Mr Véran told the French Senate’s law commission that there are thirty departments “which found themselves with more slots than they had doses”. However, he pointed the finger at local authorities, saying they had promised vaccinations to patients without having the necessary doses available.

One other problem is that France has received less doses of the vaccine than expected.

On January 15 Pfizer, which manufactures the most widely used vaccine in France, announced delays in its vaccine deliveries to Europe due to issues at a plant in Belgium.

Strike call from teaching unions

France’s National Education employees are being called out on strike today, to protest about low pay, working conditions – which unions say have deteriorated further with the Covid-19 pandemic – and the management of the health crisis by bosses.

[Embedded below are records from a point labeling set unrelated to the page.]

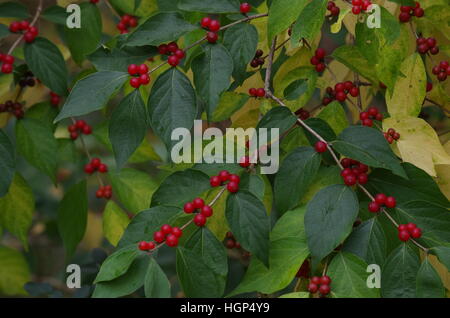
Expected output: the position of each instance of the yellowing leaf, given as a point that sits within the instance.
(418, 143)
(409, 91)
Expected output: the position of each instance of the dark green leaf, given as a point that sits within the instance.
(398, 276)
(248, 220)
(160, 28)
(47, 63)
(92, 93)
(72, 216)
(296, 173)
(329, 219)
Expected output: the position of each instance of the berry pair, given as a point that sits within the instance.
(320, 284)
(31, 32)
(257, 92)
(127, 21)
(205, 211)
(441, 71)
(406, 231)
(140, 75)
(95, 165)
(381, 200)
(391, 135)
(257, 60)
(318, 60)
(354, 172)
(174, 52)
(79, 127)
(104, 192)
(14, 108)
(406, 12)
(425, 45)
(360, 5)
(7, 63)
(369, 116)
(224, 176)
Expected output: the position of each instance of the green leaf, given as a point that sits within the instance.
(249, 222)
(17, 208)
(296, 173)
(7, 164)
(186, 184)
(368, 241)
(229, 103)
(241, 41)
(47, 63)
(35, 141)
(127, 127)
(309, 22)
(144, 224)
(156, 283)
(203, 254)
(329, 219)
(14, 271)
(212, 71)
(429, 283)
(92, 93)
(13, 10)
(115, 222)
(223, 6)
(282, 13)
(172, 104)
(368, 146)
(134, 188)
(72, 216)
(160, 28)
(90, 32)
(288, 250)
(117, 264)
(125, 284)
(398, 276)
(349, 277)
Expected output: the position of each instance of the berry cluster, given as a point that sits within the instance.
(318, 60)
(205, 211)
(391, 135)
(340, 92)
(257, 60)
(174, 52)
(79, 127)
(27, 80)
(7, 63)
(360, 5)
(441, 71)
(321, 284)
(95, 165)
(139, 75)
(406, 231)
(369, 116)
(213, 26)
(257, 92)
(104, 192)
(224, 176)
(31, 32)
(354, 172)
(14, 108)
(427, 44)
(381, 200)
(230, 241)
(334, 10)
(127, 21)
(406, 12)
(55, 99)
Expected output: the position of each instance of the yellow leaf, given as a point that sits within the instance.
(418, 143)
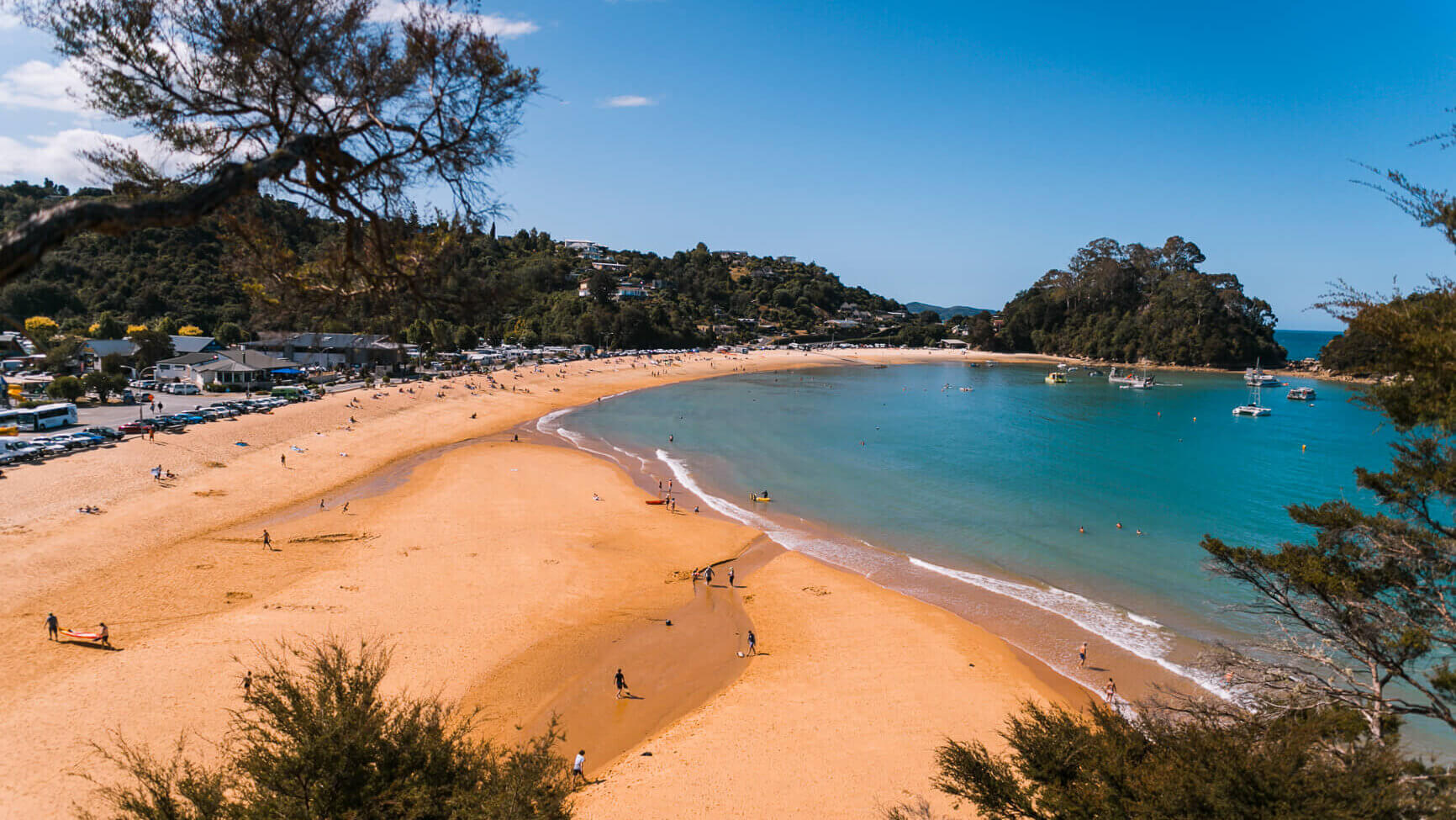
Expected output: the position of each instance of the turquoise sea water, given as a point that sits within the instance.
(1304, 344)
(990, 487)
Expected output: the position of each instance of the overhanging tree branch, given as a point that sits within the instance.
(24, 246)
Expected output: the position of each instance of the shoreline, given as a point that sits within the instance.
(178, 573)
(1008, 615)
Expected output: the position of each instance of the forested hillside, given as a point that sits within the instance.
(510, 288)
(1130, 302)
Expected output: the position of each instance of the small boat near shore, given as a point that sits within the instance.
(1143, 382)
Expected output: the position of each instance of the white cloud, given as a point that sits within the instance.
(38, 83)
(630, 101)
(494, 25)
(55, 155)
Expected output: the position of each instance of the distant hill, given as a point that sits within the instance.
(945, 312)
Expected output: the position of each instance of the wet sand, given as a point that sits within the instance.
(493, 573)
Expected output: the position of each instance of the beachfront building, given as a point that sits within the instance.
(226, 370)
(95, 350)
(331, 350)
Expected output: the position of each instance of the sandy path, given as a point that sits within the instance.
(483, 563)
(839, 716)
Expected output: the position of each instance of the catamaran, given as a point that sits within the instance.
(1254, 408)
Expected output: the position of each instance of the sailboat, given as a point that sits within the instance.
(1127, 380)
(1254, 408)
(1257, 376)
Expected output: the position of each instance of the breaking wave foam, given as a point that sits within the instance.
(1141, 635)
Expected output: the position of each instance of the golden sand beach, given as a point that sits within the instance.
(511, 575)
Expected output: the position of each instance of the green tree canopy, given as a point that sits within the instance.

Six trade unions (FSU, FO, CGT, SUD, SNLC, Snalc), which represent three out of four teachers, are calling for a strike, and they are asking parents and students to join them in protesting.

Help for struggling students

Last Thursday, President Emmanuel Macron promised all university students two meals a day for one euro to help them cope during lockdown. He also promised subsidies to pay for counselling and other mental health services.

It follows protests in which students called for more help to tackle loneliness and financial problems.

“We must be able to provide better support,” he said at a meeting with students in Paris.

Macron also agreed with some students’ calls for more on-campus time plus face-to-face teaching.

“Given what your generation has already gone through, we cannot but take into account your right to some on-site presence, to exchange with your teachers, and to meet with other students,” he said.